Background: Cardiac catheterization in anticoagulated patients is usually performed after the anticoagulation has been withdrawn, at least in the previous 48h, and sometimes bridging therapy with heparin is used.

Methods: A prospective observational study including 489 patients undergoing transradial catheterization was conducted. A total of 140 patients were under acenocoumarol (group A) and they were compared with the remainder (group B) for complications after the procedure (bleeding and vascular access complications).

Results: Patients in group A were older (74±12 years vs. 68±17 years, p<0.01) and the main indication for anticoagulation was atrial fibrillation (58.6%). No complications occurred during the procedures. There were no acute bleedings just after the bandage removal.

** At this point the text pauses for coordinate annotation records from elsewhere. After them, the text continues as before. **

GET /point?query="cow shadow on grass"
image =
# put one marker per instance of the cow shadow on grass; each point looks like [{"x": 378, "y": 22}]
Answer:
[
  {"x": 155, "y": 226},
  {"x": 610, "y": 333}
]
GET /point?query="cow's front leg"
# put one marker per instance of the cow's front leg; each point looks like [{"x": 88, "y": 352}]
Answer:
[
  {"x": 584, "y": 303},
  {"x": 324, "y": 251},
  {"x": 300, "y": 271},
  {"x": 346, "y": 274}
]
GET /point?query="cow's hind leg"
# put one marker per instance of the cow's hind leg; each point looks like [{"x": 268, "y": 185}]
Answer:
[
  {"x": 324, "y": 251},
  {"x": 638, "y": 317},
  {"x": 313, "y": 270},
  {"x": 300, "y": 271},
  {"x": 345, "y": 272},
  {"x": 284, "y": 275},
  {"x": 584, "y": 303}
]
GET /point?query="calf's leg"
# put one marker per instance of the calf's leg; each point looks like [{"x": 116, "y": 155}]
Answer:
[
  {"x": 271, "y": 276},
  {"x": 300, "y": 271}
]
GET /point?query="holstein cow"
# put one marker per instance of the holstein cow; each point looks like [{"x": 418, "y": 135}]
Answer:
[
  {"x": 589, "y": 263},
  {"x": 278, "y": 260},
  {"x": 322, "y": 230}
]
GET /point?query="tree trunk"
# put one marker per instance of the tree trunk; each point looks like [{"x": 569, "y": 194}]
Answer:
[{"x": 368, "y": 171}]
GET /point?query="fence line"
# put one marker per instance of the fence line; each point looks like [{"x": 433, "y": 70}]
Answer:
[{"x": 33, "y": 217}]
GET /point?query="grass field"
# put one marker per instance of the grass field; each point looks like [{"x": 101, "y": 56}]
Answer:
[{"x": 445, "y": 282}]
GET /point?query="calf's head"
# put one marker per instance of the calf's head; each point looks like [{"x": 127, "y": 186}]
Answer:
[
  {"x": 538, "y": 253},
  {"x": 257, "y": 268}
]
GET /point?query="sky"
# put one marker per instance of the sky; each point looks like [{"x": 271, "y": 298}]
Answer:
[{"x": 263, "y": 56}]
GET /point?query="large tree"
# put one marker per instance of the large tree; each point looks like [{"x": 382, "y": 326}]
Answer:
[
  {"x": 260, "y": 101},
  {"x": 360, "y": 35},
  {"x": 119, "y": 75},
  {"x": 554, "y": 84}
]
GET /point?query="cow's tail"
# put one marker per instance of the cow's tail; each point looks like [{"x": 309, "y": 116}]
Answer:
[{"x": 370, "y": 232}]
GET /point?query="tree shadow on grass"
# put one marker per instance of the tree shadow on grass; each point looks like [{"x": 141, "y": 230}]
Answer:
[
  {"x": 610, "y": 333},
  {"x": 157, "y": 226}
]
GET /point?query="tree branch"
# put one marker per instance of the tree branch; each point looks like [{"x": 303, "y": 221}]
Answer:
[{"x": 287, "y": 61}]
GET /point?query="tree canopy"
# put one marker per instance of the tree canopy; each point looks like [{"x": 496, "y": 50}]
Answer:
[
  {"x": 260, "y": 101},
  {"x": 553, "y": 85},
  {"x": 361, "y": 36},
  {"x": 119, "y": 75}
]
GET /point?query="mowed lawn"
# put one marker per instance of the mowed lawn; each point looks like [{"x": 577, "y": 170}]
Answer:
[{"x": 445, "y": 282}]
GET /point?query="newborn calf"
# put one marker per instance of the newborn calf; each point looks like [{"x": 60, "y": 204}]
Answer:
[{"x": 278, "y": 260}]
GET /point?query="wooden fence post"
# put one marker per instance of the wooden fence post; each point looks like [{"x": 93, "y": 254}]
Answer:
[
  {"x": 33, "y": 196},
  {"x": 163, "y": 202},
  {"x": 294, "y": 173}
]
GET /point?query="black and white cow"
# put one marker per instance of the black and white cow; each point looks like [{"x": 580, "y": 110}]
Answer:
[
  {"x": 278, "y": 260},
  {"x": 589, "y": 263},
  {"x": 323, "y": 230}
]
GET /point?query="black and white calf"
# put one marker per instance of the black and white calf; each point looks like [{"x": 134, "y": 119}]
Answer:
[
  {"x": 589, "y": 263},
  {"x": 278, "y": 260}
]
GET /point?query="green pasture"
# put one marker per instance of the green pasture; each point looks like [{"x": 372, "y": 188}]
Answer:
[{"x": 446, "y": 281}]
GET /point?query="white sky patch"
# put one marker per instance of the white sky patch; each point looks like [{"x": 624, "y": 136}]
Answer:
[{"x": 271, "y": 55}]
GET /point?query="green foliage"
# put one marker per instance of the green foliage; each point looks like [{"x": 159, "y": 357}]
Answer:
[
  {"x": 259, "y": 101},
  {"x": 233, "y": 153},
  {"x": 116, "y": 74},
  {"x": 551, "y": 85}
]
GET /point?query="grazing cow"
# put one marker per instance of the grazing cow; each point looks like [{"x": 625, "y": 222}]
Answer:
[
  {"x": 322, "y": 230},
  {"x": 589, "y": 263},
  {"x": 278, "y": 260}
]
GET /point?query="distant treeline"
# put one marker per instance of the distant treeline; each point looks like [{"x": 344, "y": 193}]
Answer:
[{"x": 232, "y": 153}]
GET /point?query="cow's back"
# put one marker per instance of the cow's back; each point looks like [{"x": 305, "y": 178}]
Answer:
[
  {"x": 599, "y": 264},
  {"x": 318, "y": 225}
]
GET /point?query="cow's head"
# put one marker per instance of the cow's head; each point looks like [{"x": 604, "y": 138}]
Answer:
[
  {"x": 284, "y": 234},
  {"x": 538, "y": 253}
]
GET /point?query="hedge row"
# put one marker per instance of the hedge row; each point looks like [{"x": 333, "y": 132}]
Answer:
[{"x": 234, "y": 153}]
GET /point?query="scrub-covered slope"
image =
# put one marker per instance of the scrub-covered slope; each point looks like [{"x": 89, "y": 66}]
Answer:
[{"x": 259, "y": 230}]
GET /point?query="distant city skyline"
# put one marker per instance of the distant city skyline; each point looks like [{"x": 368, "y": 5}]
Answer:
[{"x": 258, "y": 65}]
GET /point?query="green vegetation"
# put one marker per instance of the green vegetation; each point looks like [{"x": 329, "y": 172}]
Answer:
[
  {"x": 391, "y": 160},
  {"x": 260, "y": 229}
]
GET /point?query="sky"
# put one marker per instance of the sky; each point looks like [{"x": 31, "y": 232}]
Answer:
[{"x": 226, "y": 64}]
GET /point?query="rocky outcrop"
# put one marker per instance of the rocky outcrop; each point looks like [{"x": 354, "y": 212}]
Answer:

During the first 24h, only 3 (2.1%) radial occlusions in group A and 2 (0.6%) in group B (p=0.14) were recorded. Hematomas between 5 and 10cm appeared in 5% of the group A vs. 4.6% in group B. During the 1-month follow-up period, one more radial occlusion in each group was recorded and there were 4 (1.1%) additional mild hematomas in group B and none in group A (p=0.48).

Conclusions: Performing a transradial diagnostic cardiac catheterization without removal of the oral chronic anticoagulation appears safe in patients under acenocumarol therapy.